Optical responses in chiral topological semimetals

One of the characteristic signatures of topological phases is the existence of robust gapless states in the surface band structure. In addition, topological phases that are insulating in the bulk often have quantized bulk electromagnetic responses, such as the integer quantum Hall effect. Gapless phases with topological features, such as Dirac and Weyl semimetals in 3D, can also have interesting electromagnetic responses, although one might not expect them to be quantized. In this work this group found that certain nonmagnetic Weyl semimetals display a peculiar type of magnetoelectric effect: a bulk current is induced by an oscillating magnetic field and, conversely, a bulk magnetization is induced by the passage of a current. This “kinetic magnetoelectric effect” is the low-frequency limit of natural optical activity, and it should be observable in optical rotation on mirror-free Weyl semimetals.  Microscopically, it is determined at low frequency by the magnetic moments of Bloch electrons on the Fermi surface. While the effect is not exclusive to Weyl semimetals, for them it takes a particularly simple form: the rotatory power is proportional to the energy separation between the 3D bulk Dirac cones of opposite chirality.

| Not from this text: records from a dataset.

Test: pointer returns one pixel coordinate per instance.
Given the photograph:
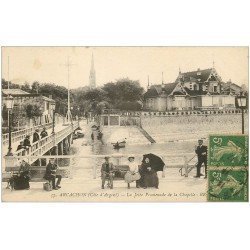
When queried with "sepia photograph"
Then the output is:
(125, 124)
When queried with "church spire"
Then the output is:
(148, 83)
(92, 80)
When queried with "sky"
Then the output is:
(47, 64)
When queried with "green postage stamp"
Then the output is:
(228, 150)
(228, 168)
(228, 184)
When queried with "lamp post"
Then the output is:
(9, 106)
(71, 108)
(241, 102)
(40, 109)
(53, 107)
(78, 113)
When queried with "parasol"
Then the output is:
(155, 162)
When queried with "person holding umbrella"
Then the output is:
(151, 164)
(201, 151)
(133, 173)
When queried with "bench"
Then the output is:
(120, 171)
(36, 173)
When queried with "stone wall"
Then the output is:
(187, 127)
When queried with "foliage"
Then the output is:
(130, 105)
(32, 110)
(123, 90)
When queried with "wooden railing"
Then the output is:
(21, 134)
(40, 147)
(184, 162)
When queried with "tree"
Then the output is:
(33, 110)
(124, 90)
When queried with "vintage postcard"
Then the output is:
(125, 124)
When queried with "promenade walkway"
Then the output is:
(40, 147)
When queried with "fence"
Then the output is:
(185, 163)
(42, 146)
(21, 134)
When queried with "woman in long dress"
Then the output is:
(149, 176)
(21, 181)
(133, 173)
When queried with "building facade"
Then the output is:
(22, 98)
(200, 89)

At present, the group is using first-principles methods to investigate this and related optical phenomena (e.g., the current-induced Faraday rotation) in chiral nonmagnetic conductors such as doped trigonal tellurium. In this material, the Te atoms form helical chains, as depicted in the figure.  The passage of a current along the helical axis then induces a parallel orbital magnetization, i.e., it is as if the helical chains behaved like microscopic solenoids.

The crystal structure of trigonal tellurium. The tellurium atoms are arranged along helical chains, which can be either right-handed (as shown here) or left handed.